I feel both Boys & Girls of today are more pressured to develop a certian body image cause the negaive body images of both Male & Female celebs are being blasted more by today's media than in decades past.
I never understood why boys would want to look "bulked-up" in the first place. Muscular guys have never appealed to me; I'd take a svelte bishonen over a chiseled bodybuilder any day.
Good article. One concern I have is the media's obsession at portraying boys/men in negative stereo types (junkie, crim, incompetent) and the portrayal of women as their defenders (defense lawyer and judge) I am not objecting to the positive portrayal of women, by should it come at the expense of men. Anyone with sons should be concerned about the sterotypes being constantly presented.

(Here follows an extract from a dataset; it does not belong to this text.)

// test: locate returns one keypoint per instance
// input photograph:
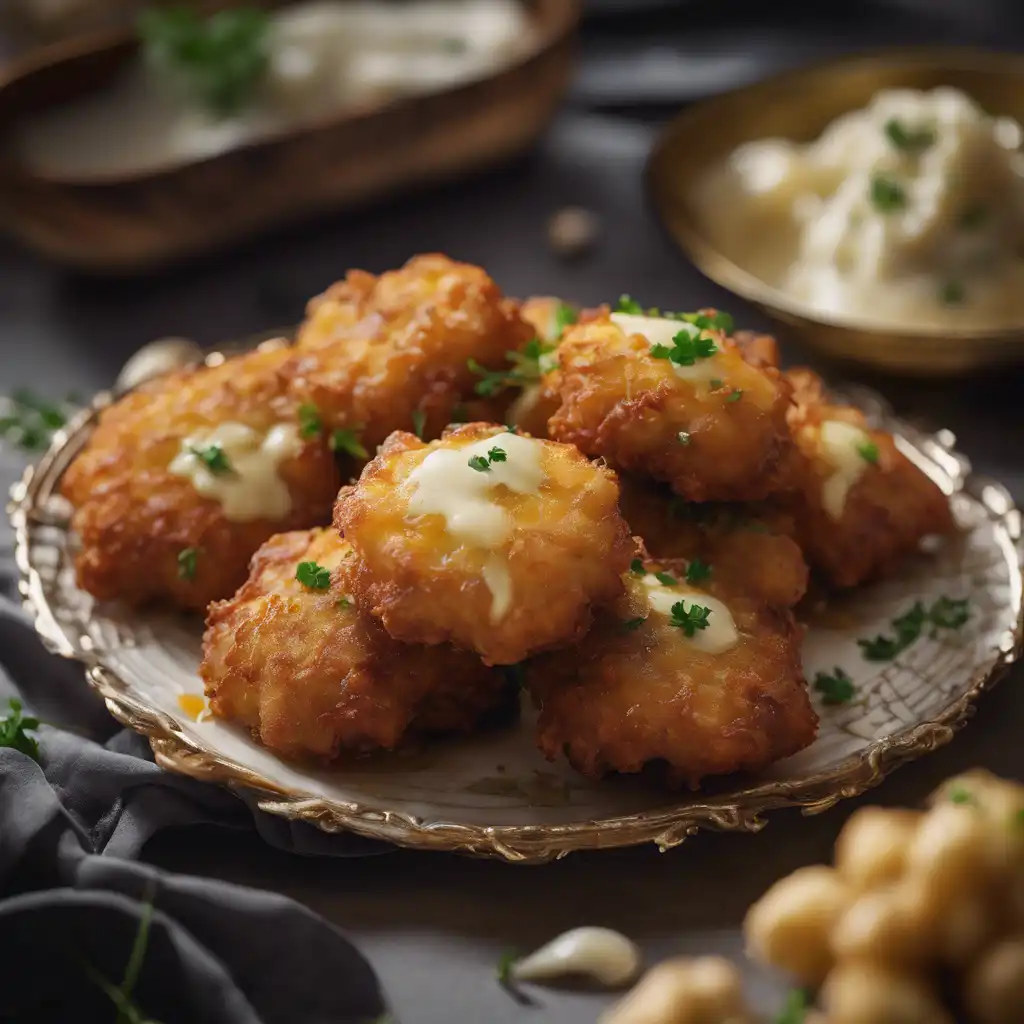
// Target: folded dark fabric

"Unlike their female counterparts, however, most boys aren't out to get skinny." Beware of generalizations. My 7yo son has been saying he wants to be skinny since he was 5. I know this started from listening to girls in his kindergarten class (more's the pity). For now I'm countering with messages I've always given him about being healthy - listening to his body, eating good foods, getting enough sleep and exercising and playing every day - and he's always been great at knowing his own appetite and eating a variety of foods. He doesn't play organized sports but loves to run and play and ride his bike, and takes tap dance once a week. Still, I'm worried about how he might react to his changing body once he gets into a real growth spurt and then reaches puberty. How can his dad and I be most helpful to him?

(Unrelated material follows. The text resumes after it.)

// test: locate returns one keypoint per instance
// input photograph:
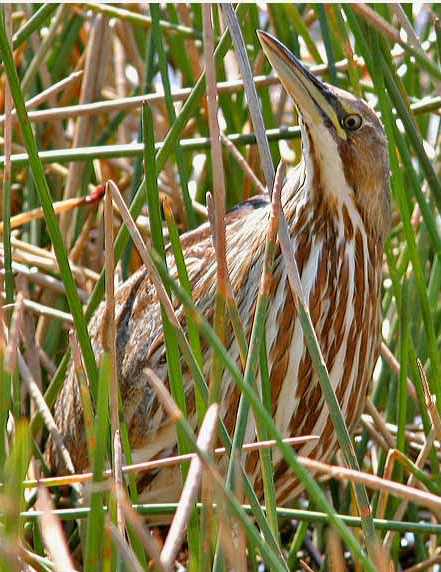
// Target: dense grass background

Yes, I agree. Ever since I was very little, I had an obsession over becoming skinny. I was constantly saying I was fat. 11 years later, and I've struggled with anorexia. Too many people think that boys 'just want to be buff'. This is not true at all. I know other guys at my school that also struggle with anorexia. In my case, one little joke about 'how fat I am' would cause me think about starving myself for weeks on end. It is truly scary what one little comment can do. I think the best thing to do for your son is to always encourage him and boost his confidence. However, if he does say that he wants to be skinny, don't overreact and panic about future possibilities of eating disorders. It is important to remain calm and act as if it doesn't really matter to you. This way, he won't purposely have an eating disorder just to receive a lot of attention. However, I strongly recommend that you encourage him to eat healthily and exercise. This will help him to realize that it is attractive to be fit and muscular, not just skinny. Hope this helped!
Sounds like your doing a good job so far! Keep up with those healthy eating and active living messages, but also let him know when he reaches 11 or 12 that his body is like a tree and needs to get rounder before getting taller--it happens with all kids in puberty. They will pack on a few extra pounds and want more food, but as soon as he reaches a growth spurt his body will naturally thin out as he gets taller--believe me it just happened to my own son and I saw it happen to my niece as well. Now I have worries about the muscle building, so I am glad for the tips--probably going to get our health professionals to discuss this aspect with my own son.
It's about damn time someone is talking about this. For far too many years everyone has been focused on girls body image while totally ignoring the fact that boys face the exact same unrealistic images. Parents need to read this and take it to heart, don't dismiss your sons self-image and being irrelevant, don't focus soley on how "fake" Hollywood and magazine models are. Talk to your daughters and get them to realize that the images they are being bombarded with regarding male physique are just as unrealistic. Just as very few girls/women are naturally "perfect" so to are very few boys/men born with sculpted muscles, ripped bodies and six-pack abs.